When I was kid, I used to eat sardines. I’d open the can with the attached metal key, slide the flap thing into the key and then roll back the top with the key hoping to get the can open. Sometimes I’d lose the lid when the can was only partially opened. That meant digging out the sardines in pieces. I’d eat the sardines, whole or in pieces, on Saltine crackers. The idea of eating sardines grosses me out now. They look disgusting arranged in rows in the tins.

I have no idea what today will bring. I don’t know if I’ll muster the energy to do the laundry. The only certainty is I’m going to take a nap.
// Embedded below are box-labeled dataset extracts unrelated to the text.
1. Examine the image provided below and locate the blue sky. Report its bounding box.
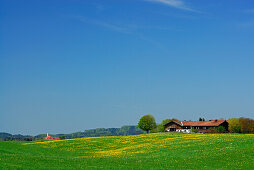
[0,0,254,135]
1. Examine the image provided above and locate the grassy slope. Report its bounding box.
[0,133,254,169]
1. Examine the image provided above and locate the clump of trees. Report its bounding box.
[138,114,157,133]
[228,117,254,133]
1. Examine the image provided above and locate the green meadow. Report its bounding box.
[0,133,254,169]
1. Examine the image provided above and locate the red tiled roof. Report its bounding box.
[174,120,226,126]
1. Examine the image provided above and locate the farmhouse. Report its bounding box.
[43,133,60,140]
[164,120,228,133]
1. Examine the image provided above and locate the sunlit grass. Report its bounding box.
[0,133,254,169]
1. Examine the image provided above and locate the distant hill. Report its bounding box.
[0,126,144,140]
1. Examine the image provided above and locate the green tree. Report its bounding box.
[158,118,178,132]
[239,117,254,133]
[138,114,157,133]
[228,118,241,133]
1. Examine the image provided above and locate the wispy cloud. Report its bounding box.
[74,16,170,51]
[244,9,254,14]
[144,0,200,13]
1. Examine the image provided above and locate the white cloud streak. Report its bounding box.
[144,0,199,13]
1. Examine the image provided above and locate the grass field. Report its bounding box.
[0,133,254,169]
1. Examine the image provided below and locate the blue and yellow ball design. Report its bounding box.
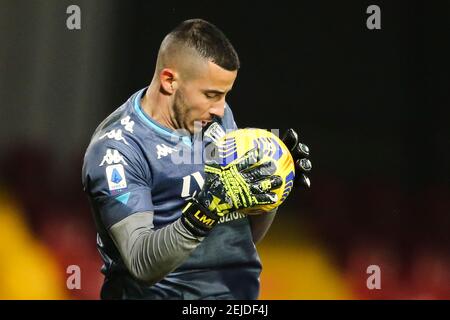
[218,128,295,213]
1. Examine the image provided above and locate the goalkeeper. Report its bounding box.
[82,19,311,299]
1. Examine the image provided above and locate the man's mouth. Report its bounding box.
[202,120,212,128]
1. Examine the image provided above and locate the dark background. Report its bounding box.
[0,0,450,298]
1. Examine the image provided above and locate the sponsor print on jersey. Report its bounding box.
[156,144,177,159]
[106,164,127,191]
[98,129,128,145]
[99,149,128,167]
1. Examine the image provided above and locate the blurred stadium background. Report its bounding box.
[0,0,450,299]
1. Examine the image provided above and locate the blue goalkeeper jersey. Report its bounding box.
[82,88,261,299]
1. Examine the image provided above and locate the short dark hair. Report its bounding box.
[169,19,240,71]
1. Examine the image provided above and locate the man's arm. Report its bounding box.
[109,211,203,285]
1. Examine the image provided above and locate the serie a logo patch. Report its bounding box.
[106,164,127,191]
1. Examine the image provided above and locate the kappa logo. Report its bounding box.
[99,149,128,167]
[99,129,128,145]
[106,164,127,190]
[156,144,177,159]
[120,116,134,133]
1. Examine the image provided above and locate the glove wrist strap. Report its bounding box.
[181,200,218,237]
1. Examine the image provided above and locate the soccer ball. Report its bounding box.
[214,128,295,214]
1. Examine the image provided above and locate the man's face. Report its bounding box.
[173,61,237,134]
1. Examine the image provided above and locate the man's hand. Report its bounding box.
[182,148,283,236]
[281,129,312,188]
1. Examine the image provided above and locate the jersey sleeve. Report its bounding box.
[82,140,153,229]
[222,103,238,132]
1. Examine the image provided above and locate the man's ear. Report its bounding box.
[159,68,178,94]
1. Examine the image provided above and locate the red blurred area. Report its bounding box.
[0,145,450,299]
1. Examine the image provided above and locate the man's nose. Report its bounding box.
[209,100,225,118]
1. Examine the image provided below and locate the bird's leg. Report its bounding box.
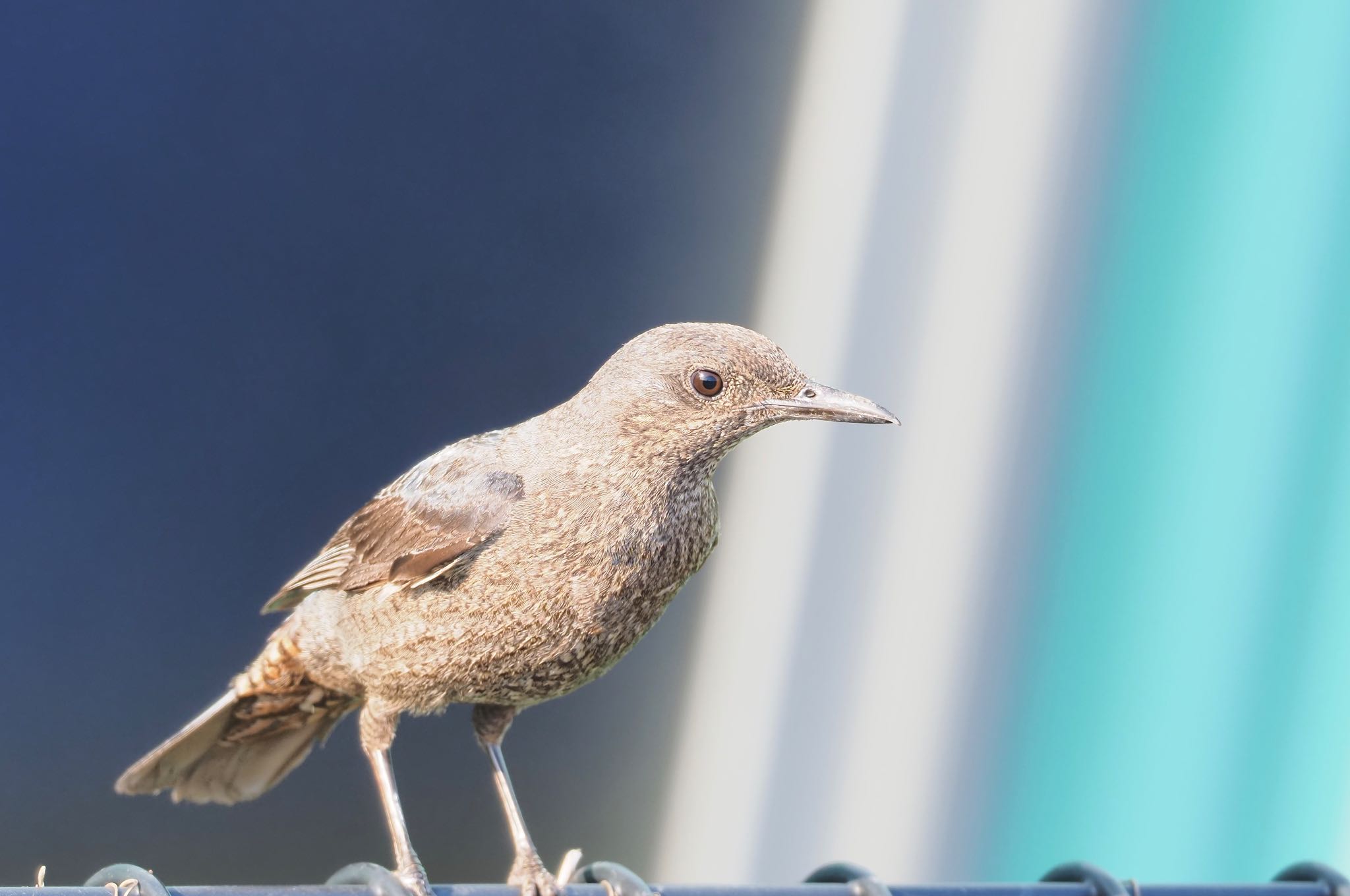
[474,703,567,896]
[361,703,433,896]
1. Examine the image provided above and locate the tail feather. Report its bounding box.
[113,691,239,793]
[115,633,358,804]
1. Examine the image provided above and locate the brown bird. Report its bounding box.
[116,324,899,896]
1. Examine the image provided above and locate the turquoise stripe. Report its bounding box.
[982,0,1350,880]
“I hate people who are not serious about meals. It is so shallow of them.”

January 18, 2014

Raw is the best description for the morning. It is cold, rainy and dark, a stay close to home and keep warm sort of day. If I had the fixings, I’d make stew with dumplings.
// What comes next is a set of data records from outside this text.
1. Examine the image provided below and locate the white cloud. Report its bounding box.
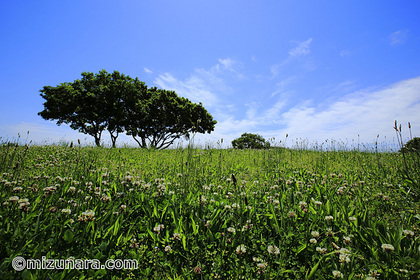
[154,58,244,107]
[289,38,312,56]
[143,67,153,74]
[198,74,420,149]
[279,77,420,142]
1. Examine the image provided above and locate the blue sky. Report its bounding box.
[0,0,420,147]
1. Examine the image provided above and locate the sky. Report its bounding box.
[0,0,420,150]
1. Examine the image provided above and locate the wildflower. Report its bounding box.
[153,224,165,233]
[18,198,30,209]
[339,248,350,263]
[325,216,334,221]
[325,228,334,236]
[369,269,380,279]
[61,209,71,215]
[314,201,322,206]
[173,232,181,240]
[236,244,246,255]
[78,210,95,222]
[12,187,23,192]
[101,194,111,202]
[333,270,344,278]
[257,262,267,269]
[311,231,319,238]
[194,266,201,274]
[43,186,57,194]
[316,247,327,254]
[288,211,296,218]
[343,236,351,244]
[67,187,76,193]
[299,201,308,209]
[381,244,395,252]
[403,229,414,236]
[267,245,280,255]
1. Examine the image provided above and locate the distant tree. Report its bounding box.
[125,88,217,149]
[400,137,420,153]
[38,70,134,147]
[232,133,270,149]
[38,70,216,149]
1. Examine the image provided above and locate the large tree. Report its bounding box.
[126,88,216,149]
[38,70,133,147]
[38,70,216,149]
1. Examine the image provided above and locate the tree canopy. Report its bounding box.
[38,70,216,149]
[232,133,270,149]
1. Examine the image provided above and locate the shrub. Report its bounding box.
[232,133,270,149]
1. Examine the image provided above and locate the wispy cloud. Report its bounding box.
[196,77,420,148]
[388,30,407,46]
[269,38,315,78]
[289,38,312,56]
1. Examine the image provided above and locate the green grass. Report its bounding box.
[0,144,420,279]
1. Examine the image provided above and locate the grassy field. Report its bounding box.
[0,144,420,279]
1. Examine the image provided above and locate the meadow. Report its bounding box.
[0,139,420,279]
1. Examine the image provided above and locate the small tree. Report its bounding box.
[125,88,216,149]
[232,133,270,149]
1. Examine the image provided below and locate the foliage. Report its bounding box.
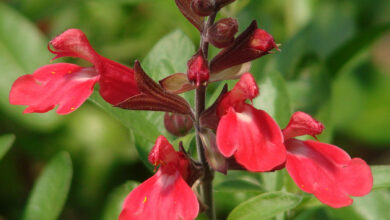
[0,0,390,220]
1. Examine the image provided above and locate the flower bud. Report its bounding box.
[210,21,278,73]
[215,0,236,8]
[191,0,215,16]
[164,112,193,137]
[207,18,238,48]
[187,51,210,87]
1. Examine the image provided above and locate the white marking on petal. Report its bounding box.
[72,67,98,81]
[158,172,179,190]
[237,112,253,123]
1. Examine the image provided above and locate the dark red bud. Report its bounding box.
[215,0,236,8]
[250,29,278,51]
[187,51,210,87]
[207,18,238,48]
[175,0,204,32]
[210,21,278,73]
[191,0,215,16]
[164,112,193,137]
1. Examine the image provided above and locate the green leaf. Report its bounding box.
[0,134,15,160]
[371,165,390,189]
[215,179,264,192]
[326,23,390,75]
[327,189,390,220]
[253,71,291,127]
[0,3,59,130]
[103,181,139,220]
[228,192,301,220]
[90,31,195,163]
[23,152,73,220]
[141,30,195,81]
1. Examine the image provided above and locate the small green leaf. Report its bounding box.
[253,71,291,127]
[141,30,195,81]
[371,165,390,189]
[23,152,73,220]
[215,179,264,192]
[0,3,60,130]
[90,31,195,163]
[0,134,15,160]
[228,192,301,220]
[103,181,139,220]
[326,23,390,75]
[327,189,390,220]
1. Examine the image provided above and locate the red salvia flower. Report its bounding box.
[119,136,199,220]
[283,112,373,208]
[216,73,286,172]
[9,29,139,114]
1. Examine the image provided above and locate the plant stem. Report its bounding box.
[195,9,217,220]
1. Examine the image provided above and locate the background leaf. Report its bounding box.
[23,152,73,220]
[228,192,301,220]
[0,134,15,160]
[371,165,390,189]
[90,30,195,168]
[253,71,291,128]
[0,2,59,130]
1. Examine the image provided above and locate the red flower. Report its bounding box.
[9,29,139,114]
[283,112,373,208]
[217,73,286,172]
[119,136,199,220]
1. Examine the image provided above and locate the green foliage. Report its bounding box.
[0,3,59,130]
[0,134,15,160]
[253,70,291,128]
[23,152,73,220]
[90,31,195,167]
[0,0,390,220]
[371,165,390,189]
[228,192,301,220]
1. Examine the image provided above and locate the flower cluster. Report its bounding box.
[9,0,373,220]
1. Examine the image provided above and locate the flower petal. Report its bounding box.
[95,56,140,105]
[119,170,199,220]
[283,112,325,140]
[9,63,99,114]
[49,29,99,63]
[285,139,373,208]
[49,29,140,105]
[217,104,286,172]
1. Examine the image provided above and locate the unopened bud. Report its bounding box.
[250,29,278,52]
[210,21,278,73]
[164,112,193,137]
[215,0,236,9]
[187,51,210,87]
[191,0,215,16]
[207,18,238,48]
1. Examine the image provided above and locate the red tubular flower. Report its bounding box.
[119,136,199,220]
[9,29,139,114]
[210,21,278,73]
[187,51,210,87]
[283,112,373,208]
[217,73,286,172]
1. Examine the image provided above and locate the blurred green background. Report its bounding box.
[0,0,390,220]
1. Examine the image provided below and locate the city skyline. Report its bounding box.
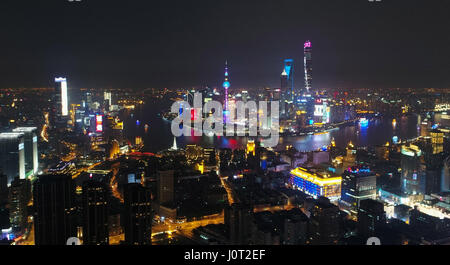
[0,1,450,88]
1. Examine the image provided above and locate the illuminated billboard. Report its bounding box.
[95,114,103,132]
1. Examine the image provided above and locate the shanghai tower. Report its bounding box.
[303,40,312,93]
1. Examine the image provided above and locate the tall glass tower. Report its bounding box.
[303,40,312,92]
[281,59,294,101]
[222,61,231,116]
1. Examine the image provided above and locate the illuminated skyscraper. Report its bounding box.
[82,179,109,245]
[122,183,153,245]
[55,77,69,117]
[13,127,39,176]
[0,132,25,184]
[400,145,425,194]
[281,59,294,101]
[222,61,231,118]
[303,40,312,92]
[33,175,77,245]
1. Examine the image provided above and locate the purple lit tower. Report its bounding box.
[303,40,312,92]
[223,61,230,119]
My memory banks seem to be closed today. In between typing sentences I get up and walk around to find something to do. On my last wandering I stopped and oiled the old child’s desk in the bathroom. It looks great. I’d wash my kitchen floor next, covered as it is in paw prints, but it is still raining.
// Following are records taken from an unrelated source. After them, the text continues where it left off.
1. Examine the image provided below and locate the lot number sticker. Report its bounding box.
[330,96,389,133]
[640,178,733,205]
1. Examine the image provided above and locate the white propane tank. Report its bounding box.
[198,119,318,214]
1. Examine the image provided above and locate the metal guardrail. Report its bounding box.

I have two hot dogs left. All I’d need to add would be brown bread and baked beans to make our family’s usual Saturday night dinner. I never ate the beans, but I liked the brown bread. I even like brown bread now but toasted. I still don’t like beans.

I ate sardines when I was young. My dad would open the can using the key attached to the bottom and roll the top. He’d bring out the Saltines, and we’d finish off the can. That grosses me out now. My dad also loved Spam, straight from the can in a sandwich with mustard, the yellow kind. My sister still likes Spam. I never did. I used to hate vegetables, and there are still a few I won’t eat, but for the most part, I love vegetables. It’s interesting how tastes change.

My mother never made us eat what we didn’t like. She disguised carrots by mashing them with potatoes, and we ate them not knowing we had been duped. We liked peas, except for my brother, so she served those often. We all ate corn, especially fresh ears of summer corn. I tolerated green beans but now eat them only at Thanksgiving dinner which isn’t complete without green bean casserole. My mother made favorite dinners like American Chop Suey, fried dough and a hamburger dish we thought exotic because it had bean sprouts and water chestnuts. I could have eaten her meatloaf every night, especially the one she frosted with mashed potatoes. For the most part, though, we were average kids, not adventurous eaters. I, however, have become an adventurous eater mostly through circumstances and ignorance.